Curiosamente, tanto a consciência trágica como esta ambiguidade fundamental em relação ao seu próprio tempo, isto é, o compromisso declarado com uma modernidade e as resistências e reservas que ela lhe suscitou, ecoaram de uma maneira ou de outra em alguns momentos do colóquio em Évora. Vergílio Ferreira não é um escritor facilmente classificável e os mesmos argumentos críticos que servem para valorizar certos aspectos da sua obra soçobram perante outros aspectos. Por exemplo, a elaboração temática de cariz filosófica, presente em muitas páginas dos seus romances, é às vezes um salto livre de grande alcance e outras vezes um empecilho filosofante. É nos ensaios sobre a arte, especialmente aqueles reunidos no primeiro volume de Espaço do Invisível, que somos confrontados com preocupações de Vergílio Ferreira marcadas por um certo anacronismo: a arte entendida sempre como desejo de absoluto e tentativa de trazer à luz algo que é da ordem do incognoscível, dando a ver a face do impensável. Ou seja, a arte como experiência mística. Evidentemente, esta base de uma teoria da arte afastam Vergílio Ferreira de toda a estética e arte contemporâneas, como se percebe facilmente lendo os seus ensaios.

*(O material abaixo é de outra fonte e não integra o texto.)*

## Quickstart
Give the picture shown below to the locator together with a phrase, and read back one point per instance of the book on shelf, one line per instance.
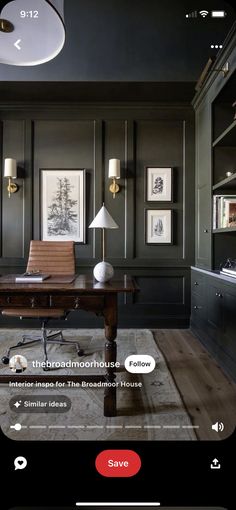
(224, 211)
(228, 272)
(31, 277)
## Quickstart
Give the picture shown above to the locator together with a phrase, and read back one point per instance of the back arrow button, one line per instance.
(16, 44)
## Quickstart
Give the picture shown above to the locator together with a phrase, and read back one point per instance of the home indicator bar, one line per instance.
(118, 504)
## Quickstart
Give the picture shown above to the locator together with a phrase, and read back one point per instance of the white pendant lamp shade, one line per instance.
(10, 169)
(103, 271)
(114, 169)
(103, 219)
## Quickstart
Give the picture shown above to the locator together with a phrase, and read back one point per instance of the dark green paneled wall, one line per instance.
(87, 136)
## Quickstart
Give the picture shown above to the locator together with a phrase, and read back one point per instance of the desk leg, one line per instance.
(110, 319)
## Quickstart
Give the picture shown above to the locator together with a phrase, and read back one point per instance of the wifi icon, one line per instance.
(204, 13)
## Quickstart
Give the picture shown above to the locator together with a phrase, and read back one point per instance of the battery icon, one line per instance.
(218, 14)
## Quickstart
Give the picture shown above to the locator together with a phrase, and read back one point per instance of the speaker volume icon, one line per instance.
(218, 426)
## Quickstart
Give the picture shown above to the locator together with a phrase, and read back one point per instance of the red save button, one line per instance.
(120, 463)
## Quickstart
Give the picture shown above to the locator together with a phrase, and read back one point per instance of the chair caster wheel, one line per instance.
(5, 360)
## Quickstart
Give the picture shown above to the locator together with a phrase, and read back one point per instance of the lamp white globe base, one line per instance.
(103, 272)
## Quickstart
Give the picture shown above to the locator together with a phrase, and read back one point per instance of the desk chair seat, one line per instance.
(50, 257)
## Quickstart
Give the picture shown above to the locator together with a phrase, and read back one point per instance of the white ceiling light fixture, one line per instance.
(32, 32)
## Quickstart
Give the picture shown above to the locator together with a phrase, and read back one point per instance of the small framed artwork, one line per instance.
(63, 205)
(159, 184)
(159, 226)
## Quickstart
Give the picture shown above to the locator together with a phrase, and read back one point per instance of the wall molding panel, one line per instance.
(61, 136)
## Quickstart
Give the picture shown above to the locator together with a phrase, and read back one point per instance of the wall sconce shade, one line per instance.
(10, 172)
(103, 271)
(114, 173)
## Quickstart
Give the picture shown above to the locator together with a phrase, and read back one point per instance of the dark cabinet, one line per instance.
(203, 185)
(229, 323)
(214, 310)
(213, 316)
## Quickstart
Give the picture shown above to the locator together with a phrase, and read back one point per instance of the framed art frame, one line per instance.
(63, 205)
(159, 226)
(159, 187)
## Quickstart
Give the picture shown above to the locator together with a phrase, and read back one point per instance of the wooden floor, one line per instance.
(208, 394)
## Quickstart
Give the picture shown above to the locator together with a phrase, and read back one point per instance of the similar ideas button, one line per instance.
(118, 463)
(140, 364)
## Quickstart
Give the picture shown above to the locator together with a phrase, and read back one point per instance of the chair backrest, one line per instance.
(52, 257)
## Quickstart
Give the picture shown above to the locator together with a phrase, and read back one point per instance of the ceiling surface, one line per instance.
(131, 40)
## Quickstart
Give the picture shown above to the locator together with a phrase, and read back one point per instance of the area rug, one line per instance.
(153, 412)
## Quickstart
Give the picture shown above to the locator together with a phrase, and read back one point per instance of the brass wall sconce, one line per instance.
(10, 172)
(114, 173)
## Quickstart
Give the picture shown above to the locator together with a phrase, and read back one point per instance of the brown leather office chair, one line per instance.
(54, 258)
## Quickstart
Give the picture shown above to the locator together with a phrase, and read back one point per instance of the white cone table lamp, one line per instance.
(103, 271)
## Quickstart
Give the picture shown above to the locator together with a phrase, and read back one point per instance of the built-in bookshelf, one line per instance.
(224, 174)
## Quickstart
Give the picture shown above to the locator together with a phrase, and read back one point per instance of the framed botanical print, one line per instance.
(158, 226)
(63, 205)
(159, 184)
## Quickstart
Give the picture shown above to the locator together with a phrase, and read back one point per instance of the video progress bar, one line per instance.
(118, 504)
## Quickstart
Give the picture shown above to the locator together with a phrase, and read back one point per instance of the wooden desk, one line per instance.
(81, 294)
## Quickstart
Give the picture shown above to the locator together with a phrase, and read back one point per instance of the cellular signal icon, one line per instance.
(191, 15)
(204, 13)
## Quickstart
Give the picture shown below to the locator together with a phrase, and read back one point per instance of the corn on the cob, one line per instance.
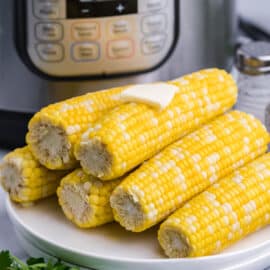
(55, 129)
(85, 200)
(227, 212)
(22, 176)
(133, 132)
(186, 168)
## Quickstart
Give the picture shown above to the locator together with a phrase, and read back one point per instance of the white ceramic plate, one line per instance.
(43, 227)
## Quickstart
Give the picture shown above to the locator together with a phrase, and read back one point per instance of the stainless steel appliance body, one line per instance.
(69, 47)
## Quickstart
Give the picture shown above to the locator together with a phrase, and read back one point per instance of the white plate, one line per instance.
(43, 227)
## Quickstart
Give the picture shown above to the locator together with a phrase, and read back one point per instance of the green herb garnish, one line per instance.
(10, 262)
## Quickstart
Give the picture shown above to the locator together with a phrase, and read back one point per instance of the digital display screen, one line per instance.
(100, 8)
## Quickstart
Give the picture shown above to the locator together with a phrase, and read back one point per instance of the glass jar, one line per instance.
(252, 73)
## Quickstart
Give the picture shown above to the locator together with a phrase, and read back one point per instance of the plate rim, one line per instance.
(212, 258)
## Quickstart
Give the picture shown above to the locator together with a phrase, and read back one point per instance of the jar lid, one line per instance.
(254, 58)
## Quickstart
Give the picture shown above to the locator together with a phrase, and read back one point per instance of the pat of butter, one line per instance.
(158, 95)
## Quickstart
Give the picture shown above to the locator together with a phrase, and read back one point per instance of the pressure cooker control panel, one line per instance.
(72, 38)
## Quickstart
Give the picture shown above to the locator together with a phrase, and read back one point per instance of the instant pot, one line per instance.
(51, 50)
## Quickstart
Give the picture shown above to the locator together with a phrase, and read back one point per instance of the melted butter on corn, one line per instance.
(134, 132)
(85, 200)
(25, 179)
(186, 168)
(225, 213)
(54, 130)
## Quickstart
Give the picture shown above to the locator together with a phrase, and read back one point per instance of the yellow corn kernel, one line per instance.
(133, 132)
(25, 179)
(231, 209)
(85, 200)
(186, 168)
(55, 129)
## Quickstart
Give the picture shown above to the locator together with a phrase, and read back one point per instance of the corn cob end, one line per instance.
(174, 244)
(127, 210)
(74, 203)
(50, 145)
(94, 157)
(11, 177)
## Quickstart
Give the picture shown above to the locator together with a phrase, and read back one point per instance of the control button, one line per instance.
(86, 51)
(50, 52)
(120, 8)
(151, 5)
(153, 44)
(49, 31)
(47, 11)
(154, 24)
(85, 31)
(119, 27)
(118, 49)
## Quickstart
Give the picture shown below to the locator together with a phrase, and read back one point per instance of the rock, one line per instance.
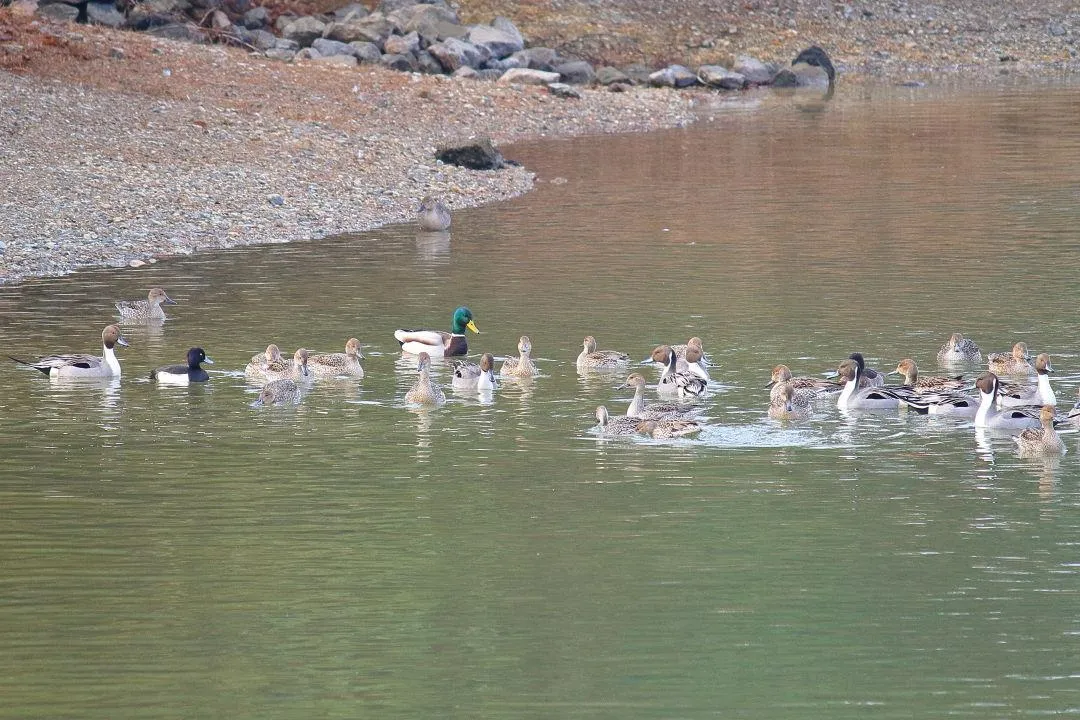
(256, 18)
(562, 90)
(105, 13)
(608, 75)
(673, 76)
(717, 76)
(528, 77)
(401, 63)
(402, 44)
(754, 70)
(496, 42)
(578, 72)
(481, 154)
(304, 30)
(365, 52)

Nos últimos anos da sua vida, conviveu bastante com Maria Gabriela Llansol. E não por acaso esta “correspondência literária”, onde é mais fácil descortinar diferenças do que semelhanças, foi objecto de duas comunicações no colóquio de Évora. A admiração era mútua (e cabe aqui lembra que Vergílio Ferreira escreveu uma vez que uma coisa é os artistas que amamos, outra é os artistas que admiramos), mas essa admiração tinha como pressuposto uma consciência clara e sem equívocos de que pertenciam a mundos literários e de pensamento diferentes. A escrita de Maria Gabriela Llansol era para Vergílio Ferreira um desafio que o motivava. Mas a sua busca de uma totalidade (ou a dilaceração por ela já não existir) e de um “eu” correspondente a ela não faziam qualquer sentido para Maria Gabriela Llansol. De certo modo, podemos dizer que a obra de Llansol lhe devolvia, como um espelho e sob a forma de um problema, algo a que a sua própria obra não podia ser indiferente, ainda que constituísse para ela um horizonte negativo. De resto, nada do que era literatura, pensamento e arte foram indiferentes a Vergílio Ferreira. Escrever foi, para ele, colocar-se num lugar da máxima convergência dos signos plenos e dos abalos filosóficos, literários e ideológicos que fizeram tremer a sua época.